# Csv



## Kingroi (May 14, 2017)

I am a graduate honours in investment with 6 years experience,i want apply for critical skill but don't know what professional body to registered with . I have an offer of employment as a credit analysts in South Africa 
Please any advice welcome since my employer is making me pressure to start working as soon as possible 
Thanks


----------



## J9243 (May 16, 2017)

Hi Kingroi,

I am financial manegament honours graduate and in my CSV application I had to be registered with a profesional body that is related to my studies and the natural choice for me was to register with the CIMA (Chartered institute of Management Accountant). I believe that investment honours would naturally registe for a membership with CFA (chartered financial analyst).

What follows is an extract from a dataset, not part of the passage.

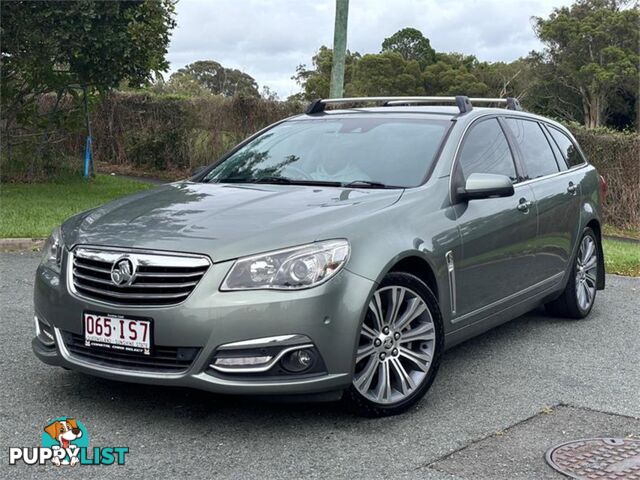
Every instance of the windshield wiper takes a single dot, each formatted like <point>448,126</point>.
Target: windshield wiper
<point>271,179</point>
<point>367,183</point>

However you can registered to any other profesional body that is recognized in South Africa.


----------



## Kingroi (May 14, 2017)

Thank you . I have apply with the IRMSA and my position offered is junior analyst corporate debt .some immigration lawyers are confusing me some are telling me is not the relevant body for financial investment advisor. That irmsa goes with actuarial and risk assessor 
I past my cfa level one this year but is it possible for cfa to write the letter to home affair ? To have full membership with cfa I must past level 3


----------



## J9243 (May 16, 2017)

Kingroi said:


> Thank you . I have apply with the IRMSA and my position offered is junior analyst corporate debt .some immigration lawyers are confusing me some are telling me is not the relevant body for financial investment advisor. That irmsa goes with actuarial and risk assessor
> I past my cfa level one this year but is it possible for cfa to write the letter to home affair ? To have full membership with cfa I must past level 3


The immigration lawyer might be right because Home affairs provide a list of professional bodies. My professional body CIMA is not listed, however they're recognised by a profesional body in the list called FASSET (Finance and Accounting Services Sector Education and Training Authority). So try and find out if the professional body you're using is FASSET certified.

You can find the list on pg24 of the pdf document. Search for "immigration critical skills pdf" on Google and the first result should lead you to the pdf file.


----------